Great Barrier Reef corals, chromolithograph of a painting by the author, plate 5 of William Saville-Kent, <i>The Great Barrier Reef</i>, 1893 (Wikimedia commons)

Great Barrier Reef corals, chromolithograph of a painting by the author, plate 5 of William Saville-Kent, The Great Barrier Reef, 1893 (Wikimedia commons)

William Saville-Kent

JULY 10, 2020

Scientist of the Day - William Saville-Kent


William Saville-Kent, an English marine biologist, was born July 10, 1845.  His early interest was in protozoa, or "infusoria," as these organisms were called in the 19th century.  This interest was probably a result of his studying for some years with Thomas H. Huxley, who had a similar passion for tiny marine organisms.  By 1880, Saville-Kent was expert enough to publish the first volume of an important study, A Manual of the Infusoria (the complete three-volume work is in our History of Science Collection).  While working on this book, Saville-Kent held a series of positions with various aquaria in England, and he helped set up some of England’s first fisheries.  His hard-won expertise in managing sea life in aquaria, his book on infusoria, and a recommendation by Huxley,  secured for him the position of Inspector of Fisheries in Tasmania in 1884, which introduced him to the Land Down Under, where he would spend much of the rest of his life.

Saville-Kent's income came from fisheries management for various Australian states, but he continued with his studies of marine life, paying special attention to Australia’s unique marine habitat, the Great Barrier Reef.  In 1893, he published a large tome with the results of his studies, called, appropriately, The Great Barrier Reef.  It is one of the great illustrated books in all the natural sciences.
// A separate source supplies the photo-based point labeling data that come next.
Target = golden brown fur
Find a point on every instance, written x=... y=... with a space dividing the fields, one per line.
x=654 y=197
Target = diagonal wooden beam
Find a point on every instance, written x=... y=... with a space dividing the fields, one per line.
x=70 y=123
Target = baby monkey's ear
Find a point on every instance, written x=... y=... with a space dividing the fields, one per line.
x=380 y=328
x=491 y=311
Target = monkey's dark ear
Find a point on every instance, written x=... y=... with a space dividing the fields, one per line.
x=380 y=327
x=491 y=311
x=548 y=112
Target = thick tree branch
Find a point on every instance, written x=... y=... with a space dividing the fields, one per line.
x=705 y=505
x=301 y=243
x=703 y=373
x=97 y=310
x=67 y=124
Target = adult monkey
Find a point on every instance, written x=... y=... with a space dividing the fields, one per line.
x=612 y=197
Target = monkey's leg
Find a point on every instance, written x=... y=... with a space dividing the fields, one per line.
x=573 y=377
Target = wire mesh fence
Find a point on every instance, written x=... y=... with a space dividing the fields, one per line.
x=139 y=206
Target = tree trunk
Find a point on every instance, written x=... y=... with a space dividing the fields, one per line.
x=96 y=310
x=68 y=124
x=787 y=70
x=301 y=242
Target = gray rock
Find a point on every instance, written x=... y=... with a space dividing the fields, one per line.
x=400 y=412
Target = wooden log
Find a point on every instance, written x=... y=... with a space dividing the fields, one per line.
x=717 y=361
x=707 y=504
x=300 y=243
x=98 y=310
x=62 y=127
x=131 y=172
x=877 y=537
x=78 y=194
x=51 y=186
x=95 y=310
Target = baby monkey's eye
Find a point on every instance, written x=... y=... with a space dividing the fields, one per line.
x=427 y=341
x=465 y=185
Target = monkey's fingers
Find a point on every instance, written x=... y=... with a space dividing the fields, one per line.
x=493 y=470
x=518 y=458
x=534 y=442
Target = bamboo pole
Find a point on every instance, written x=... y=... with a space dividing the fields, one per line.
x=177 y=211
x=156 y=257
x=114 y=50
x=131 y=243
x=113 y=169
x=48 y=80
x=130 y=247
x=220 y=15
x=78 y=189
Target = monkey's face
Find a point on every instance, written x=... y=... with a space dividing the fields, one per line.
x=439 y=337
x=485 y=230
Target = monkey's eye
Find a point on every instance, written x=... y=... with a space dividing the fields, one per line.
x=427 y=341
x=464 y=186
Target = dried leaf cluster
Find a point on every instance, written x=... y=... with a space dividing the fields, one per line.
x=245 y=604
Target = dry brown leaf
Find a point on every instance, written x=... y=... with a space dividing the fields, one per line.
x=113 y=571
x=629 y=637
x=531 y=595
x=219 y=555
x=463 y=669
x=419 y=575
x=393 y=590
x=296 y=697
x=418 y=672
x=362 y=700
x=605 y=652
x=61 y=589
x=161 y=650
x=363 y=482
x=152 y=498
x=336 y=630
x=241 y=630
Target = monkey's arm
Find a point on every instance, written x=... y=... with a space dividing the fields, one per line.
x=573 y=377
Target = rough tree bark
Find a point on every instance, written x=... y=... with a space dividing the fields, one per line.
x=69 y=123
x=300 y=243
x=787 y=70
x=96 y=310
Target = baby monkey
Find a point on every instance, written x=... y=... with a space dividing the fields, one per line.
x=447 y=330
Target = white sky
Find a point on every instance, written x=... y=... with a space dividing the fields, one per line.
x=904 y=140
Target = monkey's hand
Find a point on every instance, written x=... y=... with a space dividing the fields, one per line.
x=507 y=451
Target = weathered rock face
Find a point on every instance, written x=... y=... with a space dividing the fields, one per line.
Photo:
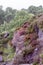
x=26 y=45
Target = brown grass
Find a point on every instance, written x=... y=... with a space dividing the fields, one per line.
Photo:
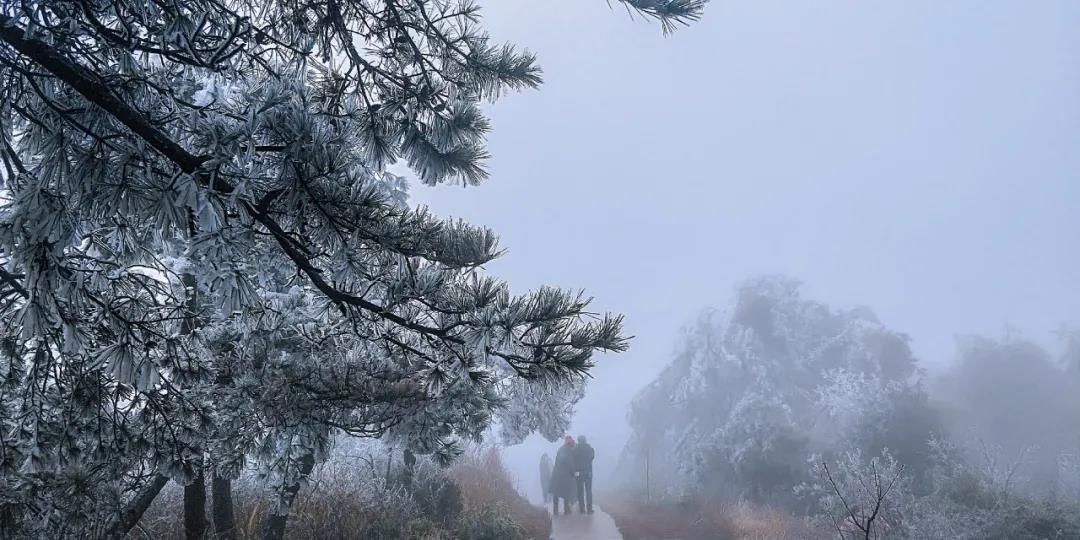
x=341 y=501
x=485 y=483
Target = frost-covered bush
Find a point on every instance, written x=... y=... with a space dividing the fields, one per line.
x=755 y=391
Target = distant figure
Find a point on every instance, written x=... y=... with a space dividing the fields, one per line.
x=545 y=476
x=563 y=485
x=583 y=456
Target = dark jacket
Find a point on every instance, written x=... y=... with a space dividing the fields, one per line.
x=583 y=456
x=563 y=484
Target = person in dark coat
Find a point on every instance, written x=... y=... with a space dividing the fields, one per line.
x=563 y=485
x=583 y=456
x=545 y=476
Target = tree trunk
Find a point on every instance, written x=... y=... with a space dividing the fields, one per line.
x=194 y=508
x=275 y=523
x=131 y=515
x=225 y=523
x=409 y=470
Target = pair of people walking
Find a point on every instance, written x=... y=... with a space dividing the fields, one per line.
x=571 y=475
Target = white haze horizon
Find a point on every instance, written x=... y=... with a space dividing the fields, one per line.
x=914 y=158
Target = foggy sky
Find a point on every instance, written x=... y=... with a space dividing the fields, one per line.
x=915 y=157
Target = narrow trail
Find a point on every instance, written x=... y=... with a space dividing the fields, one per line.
x=598 y=526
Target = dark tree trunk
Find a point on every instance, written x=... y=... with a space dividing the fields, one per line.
x=131 y=515
x=225 y=523
x=275 y=523
x=409 y=470
x=194 y=508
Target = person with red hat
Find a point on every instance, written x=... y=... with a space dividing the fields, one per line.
x=563 y=483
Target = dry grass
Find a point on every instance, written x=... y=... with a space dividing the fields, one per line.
x=343 y=501
x=485 y=483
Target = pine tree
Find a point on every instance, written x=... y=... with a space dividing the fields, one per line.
x=194 y=206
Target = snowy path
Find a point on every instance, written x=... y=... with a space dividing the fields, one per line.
x=598 y=526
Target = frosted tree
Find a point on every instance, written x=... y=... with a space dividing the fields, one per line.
x=189 y=183
x=756 y=389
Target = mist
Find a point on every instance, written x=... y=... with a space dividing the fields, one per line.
x=795 y=270
x=912 y=158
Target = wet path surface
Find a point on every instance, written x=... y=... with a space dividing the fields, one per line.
x=598 y=526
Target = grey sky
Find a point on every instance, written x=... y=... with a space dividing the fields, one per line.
x=915 y=157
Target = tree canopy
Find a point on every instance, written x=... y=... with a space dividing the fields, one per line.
x=202 y=253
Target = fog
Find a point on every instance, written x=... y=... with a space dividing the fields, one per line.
x=916 y=158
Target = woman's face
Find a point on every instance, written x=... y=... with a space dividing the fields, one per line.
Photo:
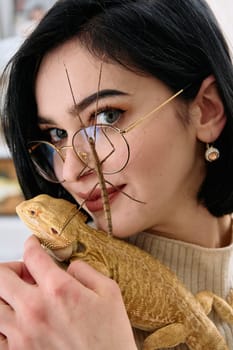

Others had transplanted anemones, for example, to aquaria, and published beautiful books about them, as had Philip Henry Gosse in 1859.  But Saville-Kent observed marine organisms, and drew them, in their natural habitat.  Moreover, he brought photography to bear on marine biology, photographing corals and tidal pools with a portable camera set-up.  Forty-eight of the plates in the book are plates of photographs.  And then, at the end, there are 16 chromolithographs, which is to say, plates printed in color, that show a variety of marine life, mostly corals, as drawn by Saville-Kent.  Spectacular is just about the only word suitable for describing them.

I had been looking forward to writing about our copy of this book for 9 months, ever since I was introduced to the book by a former fellow at the Library, Emily Hutcheson.  So it is disappointing to reach Saville-Kent's birthday and be unable to show you any of the beautiful plates in our copy, since the Library has restricted scanning operations during the pandemic.  Fortunately, all of the color plates, and nearly all of the photographic plates, are available in high resolution scans on Wikimedia commons and on several other sites, so we can show you images, it's just that they are not ours.  That said, they are almost as impressive when borrowed from someone else's copy.

From the chromolithographs, I chose one depicting Barrier Reef corals for our opening image, and we provide links to three others:  sea cucumbers (beche-de-mer to the French), echinoderms, and barrier reef fish, which in this case are mostly parrotfish. Click any of these images to enlarge.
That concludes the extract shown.